Mit der Verleihung des »Wi Di Mimba Wi« – einem neu gestifteten Preis für Künstler:innen of Colour in Deutschland – und mit einer großen Einzelausstellung im Savvy Contemporary (Berlin) wurde jetzt das umfangreiche Werk eines Künstlers geehrt, der seit über 20 Jahren in Deutschland lebt und arbeitet.

In den U.S.A. als Architekt ausgebildet, wo er die Staatsbürgerschaft erworben hat, identifiziert er sich als Queer Afro-Karibier mit seiner Heimat Haiti, wo seine Familie seit der Revolution von 1804 ansässig ist. Haiti liegt im Zentrum des Karibischen Archipels und war die erste Sklavenkolonie in der Geschichte, in der eine Revolution erfolgreich war. In der Folge konnten hier afrikanische Traditionen in einer Republik eine moderne Kultur ausbilden – trotz der anhaltenden Ausbeutung durch die ehemaligen Kolonialmächte, die sich die Anerkennung der Souveränität sehr teuer bezahlen ließen.

Diese Verbundenheit bedeutet jedoch nicht, dass Désert einen partikularen Standpunkt einnähme. Vielmehr besteht sein Engagement darin, ausgehend vom Geist der Befreiung, den diese Insel trotz allem verkörpert, in die verschiedensten Facetten einer prekären globalen Situation mit ästhetischen Mitteln mehr Klarheit und mehr Empathie zu bringen.
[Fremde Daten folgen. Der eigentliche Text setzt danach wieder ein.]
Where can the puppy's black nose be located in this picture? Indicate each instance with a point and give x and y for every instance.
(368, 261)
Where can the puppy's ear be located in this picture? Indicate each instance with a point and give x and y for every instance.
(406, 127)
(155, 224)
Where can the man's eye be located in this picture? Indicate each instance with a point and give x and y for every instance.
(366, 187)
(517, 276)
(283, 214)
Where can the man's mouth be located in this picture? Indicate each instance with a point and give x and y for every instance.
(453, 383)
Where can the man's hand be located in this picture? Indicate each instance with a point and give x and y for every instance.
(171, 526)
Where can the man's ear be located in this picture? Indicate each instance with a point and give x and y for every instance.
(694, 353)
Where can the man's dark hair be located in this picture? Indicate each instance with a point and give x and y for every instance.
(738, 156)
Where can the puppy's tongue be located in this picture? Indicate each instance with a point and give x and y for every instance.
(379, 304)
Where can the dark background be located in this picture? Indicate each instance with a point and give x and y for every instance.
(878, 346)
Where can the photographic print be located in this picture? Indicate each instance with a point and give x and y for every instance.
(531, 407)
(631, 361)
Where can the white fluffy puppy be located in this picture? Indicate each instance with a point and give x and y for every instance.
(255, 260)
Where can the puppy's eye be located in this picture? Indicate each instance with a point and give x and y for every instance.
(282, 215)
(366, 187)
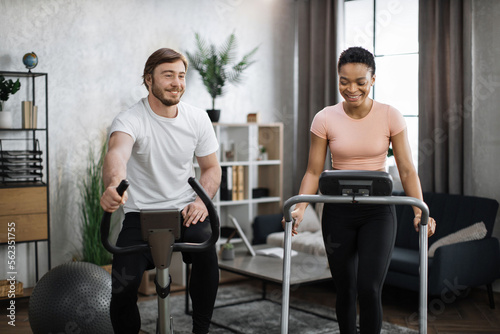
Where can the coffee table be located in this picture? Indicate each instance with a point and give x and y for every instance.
(305, 269)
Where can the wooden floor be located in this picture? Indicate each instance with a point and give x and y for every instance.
(467, 313)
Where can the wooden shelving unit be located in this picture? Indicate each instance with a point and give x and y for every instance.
(24, 201)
MH: In »Waters of Quisqueya« (2017) hast du mittels Zeichnung, Malerei und Prägedrucktechniken eine überbordende Karte der Karibik auf Pergament erstellt, die in poetischer Weise exakte Grenzverläufe (rote Linien), Inseln mit Namen etc. und dazwischen eine Vielzahl illustrativer Elemente (Schiffe, Skelette, Tiere, eine Bohrinsel...) versammelt, nicht zu vergessen die üppige Legende, die in einem barocken Rahmen in der Form Afrikas untergebracht ist und weitere Symbole aus der Geschichte dieser Region zusammenstellt. Du bringst hier nicht nur verschiedene historische, politische und soziale Merkmale zusammen, sondern stellst auch deine eigene Anteilnahme heraus. Kiskeya ist der alte Name der Insel, die sich im Zentrum deiner Aufmerksamkeit befindet und du hast auch schon öfter betont, dass dich nicht nur ihre Notlage ganz persönlich berührt, sondern du auch denkst, dass sie eine zentrale Rolle für die Entwicklung der ganzen Region spielt.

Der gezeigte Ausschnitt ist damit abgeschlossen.